教員採用試験で登場する可能性のある、重要な最新教育キーワードを解説します。言葉の意味をしっかり把握して理解を深めましょう。毎週火曜・木曜に更新します。


【いじめ防止対策推進法】

2013年制定。いじめを受けた児童等の尊厳を守るため,いじめの防止対策のための基本理念を定めた。いじめを「被害を受けた子どもが心身の苦痛を感じているもの」と明確に定義し,いじめを早期発見・解決する取組みを推進している。

なお,いじめの定義において「児童等に対して、当該児童等が在籍する学校に在籍している等当該児童等と一定の人的関係にある他の児童等が行う」とあるため,この法律で定められているのは「児童→児童」のいじめである。
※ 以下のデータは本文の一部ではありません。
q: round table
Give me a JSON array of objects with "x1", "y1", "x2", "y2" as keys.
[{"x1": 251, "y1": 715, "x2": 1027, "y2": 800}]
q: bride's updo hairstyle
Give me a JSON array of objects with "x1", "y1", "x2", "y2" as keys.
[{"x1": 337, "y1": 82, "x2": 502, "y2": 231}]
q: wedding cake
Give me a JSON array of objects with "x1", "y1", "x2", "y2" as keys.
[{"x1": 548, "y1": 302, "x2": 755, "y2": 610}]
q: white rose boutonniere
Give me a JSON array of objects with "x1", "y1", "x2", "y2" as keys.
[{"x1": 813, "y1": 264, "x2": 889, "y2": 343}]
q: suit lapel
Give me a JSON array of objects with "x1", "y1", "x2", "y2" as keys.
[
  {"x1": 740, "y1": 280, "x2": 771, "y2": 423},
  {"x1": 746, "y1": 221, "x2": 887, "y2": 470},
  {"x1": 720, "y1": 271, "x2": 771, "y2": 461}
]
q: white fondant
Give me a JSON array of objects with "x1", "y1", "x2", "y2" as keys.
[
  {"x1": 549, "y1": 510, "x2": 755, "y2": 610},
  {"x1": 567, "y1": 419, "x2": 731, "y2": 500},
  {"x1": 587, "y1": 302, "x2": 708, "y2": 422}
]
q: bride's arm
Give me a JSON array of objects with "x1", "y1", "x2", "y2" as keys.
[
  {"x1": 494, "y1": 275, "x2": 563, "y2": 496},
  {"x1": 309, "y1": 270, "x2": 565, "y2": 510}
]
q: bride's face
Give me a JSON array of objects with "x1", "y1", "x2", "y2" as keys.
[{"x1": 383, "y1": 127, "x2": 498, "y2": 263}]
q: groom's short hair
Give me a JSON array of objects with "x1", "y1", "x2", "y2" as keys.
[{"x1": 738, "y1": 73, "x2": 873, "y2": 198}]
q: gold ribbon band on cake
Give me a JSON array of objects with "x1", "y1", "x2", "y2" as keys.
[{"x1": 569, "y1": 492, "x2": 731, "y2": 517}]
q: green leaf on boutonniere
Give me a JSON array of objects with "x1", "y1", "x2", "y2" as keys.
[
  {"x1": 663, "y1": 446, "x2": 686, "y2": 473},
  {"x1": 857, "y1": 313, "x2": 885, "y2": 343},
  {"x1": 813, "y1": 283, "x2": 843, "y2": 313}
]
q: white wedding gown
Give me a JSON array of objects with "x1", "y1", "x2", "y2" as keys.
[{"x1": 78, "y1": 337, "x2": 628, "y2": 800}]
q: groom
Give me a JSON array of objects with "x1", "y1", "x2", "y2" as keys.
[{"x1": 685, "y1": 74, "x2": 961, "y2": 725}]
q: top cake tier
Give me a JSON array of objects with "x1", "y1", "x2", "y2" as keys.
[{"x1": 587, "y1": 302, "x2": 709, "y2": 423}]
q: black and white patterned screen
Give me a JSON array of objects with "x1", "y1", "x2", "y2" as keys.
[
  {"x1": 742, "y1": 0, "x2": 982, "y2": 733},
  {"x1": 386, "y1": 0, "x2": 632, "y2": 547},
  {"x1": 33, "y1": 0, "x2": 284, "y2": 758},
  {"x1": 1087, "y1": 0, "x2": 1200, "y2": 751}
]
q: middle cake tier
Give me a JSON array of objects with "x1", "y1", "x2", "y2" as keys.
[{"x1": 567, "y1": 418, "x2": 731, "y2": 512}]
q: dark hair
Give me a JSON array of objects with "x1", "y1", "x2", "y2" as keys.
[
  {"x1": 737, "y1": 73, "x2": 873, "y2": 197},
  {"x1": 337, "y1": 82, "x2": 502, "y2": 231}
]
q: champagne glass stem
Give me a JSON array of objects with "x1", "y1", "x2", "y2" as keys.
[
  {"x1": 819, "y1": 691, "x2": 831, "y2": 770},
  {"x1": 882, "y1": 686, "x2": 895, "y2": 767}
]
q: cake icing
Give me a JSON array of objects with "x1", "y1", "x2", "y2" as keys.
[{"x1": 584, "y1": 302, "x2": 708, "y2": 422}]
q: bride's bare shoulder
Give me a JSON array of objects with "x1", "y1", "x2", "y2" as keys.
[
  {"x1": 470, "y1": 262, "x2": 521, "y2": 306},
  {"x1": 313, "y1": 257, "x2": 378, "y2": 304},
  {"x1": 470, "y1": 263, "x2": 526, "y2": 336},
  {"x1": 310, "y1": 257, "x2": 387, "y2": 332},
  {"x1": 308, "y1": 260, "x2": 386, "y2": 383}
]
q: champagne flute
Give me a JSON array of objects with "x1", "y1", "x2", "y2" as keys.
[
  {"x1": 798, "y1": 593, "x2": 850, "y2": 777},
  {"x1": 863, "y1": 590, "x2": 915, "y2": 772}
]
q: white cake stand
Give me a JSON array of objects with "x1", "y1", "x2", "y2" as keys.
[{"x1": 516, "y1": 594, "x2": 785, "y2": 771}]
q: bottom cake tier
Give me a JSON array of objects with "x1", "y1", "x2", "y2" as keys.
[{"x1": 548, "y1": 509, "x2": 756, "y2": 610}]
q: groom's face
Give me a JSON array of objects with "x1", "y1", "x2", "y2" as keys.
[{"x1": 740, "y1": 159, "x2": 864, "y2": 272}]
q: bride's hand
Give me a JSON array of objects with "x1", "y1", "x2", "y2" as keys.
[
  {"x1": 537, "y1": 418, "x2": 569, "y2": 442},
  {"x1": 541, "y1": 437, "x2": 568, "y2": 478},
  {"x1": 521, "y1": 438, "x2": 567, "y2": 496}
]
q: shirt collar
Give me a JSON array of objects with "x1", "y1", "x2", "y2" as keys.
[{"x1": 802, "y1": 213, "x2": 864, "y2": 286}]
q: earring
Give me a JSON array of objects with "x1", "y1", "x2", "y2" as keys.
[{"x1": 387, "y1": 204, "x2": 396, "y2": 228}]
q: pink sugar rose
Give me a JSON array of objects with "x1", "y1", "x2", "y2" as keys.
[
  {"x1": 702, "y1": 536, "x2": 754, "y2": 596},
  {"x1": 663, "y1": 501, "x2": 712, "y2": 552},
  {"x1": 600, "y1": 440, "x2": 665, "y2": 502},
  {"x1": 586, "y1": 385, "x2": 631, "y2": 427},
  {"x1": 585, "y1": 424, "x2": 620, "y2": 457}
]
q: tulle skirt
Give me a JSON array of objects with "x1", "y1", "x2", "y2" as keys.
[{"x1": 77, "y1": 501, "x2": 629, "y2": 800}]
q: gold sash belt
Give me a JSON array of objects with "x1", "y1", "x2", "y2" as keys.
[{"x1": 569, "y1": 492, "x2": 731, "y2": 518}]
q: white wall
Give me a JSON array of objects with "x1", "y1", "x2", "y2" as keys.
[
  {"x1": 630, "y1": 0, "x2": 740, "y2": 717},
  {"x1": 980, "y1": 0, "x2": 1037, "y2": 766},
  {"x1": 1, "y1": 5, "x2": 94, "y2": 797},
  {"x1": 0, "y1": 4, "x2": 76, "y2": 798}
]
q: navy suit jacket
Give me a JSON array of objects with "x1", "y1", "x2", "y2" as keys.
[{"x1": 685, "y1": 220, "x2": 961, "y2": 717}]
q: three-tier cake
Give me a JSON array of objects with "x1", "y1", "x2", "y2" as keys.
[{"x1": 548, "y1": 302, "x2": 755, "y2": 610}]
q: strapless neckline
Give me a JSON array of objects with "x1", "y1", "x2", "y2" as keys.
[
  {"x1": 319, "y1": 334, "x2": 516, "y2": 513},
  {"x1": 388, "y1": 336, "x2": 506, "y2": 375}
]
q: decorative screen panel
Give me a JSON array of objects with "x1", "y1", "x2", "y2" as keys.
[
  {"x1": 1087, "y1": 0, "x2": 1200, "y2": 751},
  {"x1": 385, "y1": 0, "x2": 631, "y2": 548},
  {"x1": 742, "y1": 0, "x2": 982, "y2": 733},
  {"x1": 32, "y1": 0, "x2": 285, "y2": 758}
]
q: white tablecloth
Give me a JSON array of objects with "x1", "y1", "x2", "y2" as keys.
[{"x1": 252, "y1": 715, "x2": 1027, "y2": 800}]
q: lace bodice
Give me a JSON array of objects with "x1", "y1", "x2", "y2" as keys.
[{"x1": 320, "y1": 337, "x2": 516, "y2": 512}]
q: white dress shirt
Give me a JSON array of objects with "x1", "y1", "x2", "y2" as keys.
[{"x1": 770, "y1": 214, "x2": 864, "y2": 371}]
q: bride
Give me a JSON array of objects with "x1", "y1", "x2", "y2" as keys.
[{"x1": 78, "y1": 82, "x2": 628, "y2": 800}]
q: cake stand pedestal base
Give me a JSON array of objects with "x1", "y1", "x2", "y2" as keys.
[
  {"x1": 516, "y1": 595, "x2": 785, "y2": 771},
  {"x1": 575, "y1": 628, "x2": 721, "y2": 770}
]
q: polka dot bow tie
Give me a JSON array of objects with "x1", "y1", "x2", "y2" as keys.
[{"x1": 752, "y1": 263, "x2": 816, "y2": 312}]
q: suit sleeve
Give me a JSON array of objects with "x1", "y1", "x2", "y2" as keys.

教員から児童等へのいじめや,教員同士のいじめは含まれていない。

【重大事態】

いじめ防止対策推進法第28条に記されている。

「いじめにより当該学校に在籍する児童等の生命、心身又は財産に重大な被害が生じた疑いがあると認めるとき」(いじめ重大事態)

「いじめにより当該学校に在籍する児童等が相当の期間学校を欠席することを余儀なくされている疑いがあると認めるとき」(不登校重大事態)

重大事態と認められたときは,学校や教育委員会は速やかに調査を実施し,事実関係を明確にして保護者等に報告する義務がある。問題行動等調査(文部科学省)によると,令和4年(2022年)度間のいじめ重大事態の件数は923件(前年度706件)。前年度に比べ217件(30.7%)増加し過去最多となった。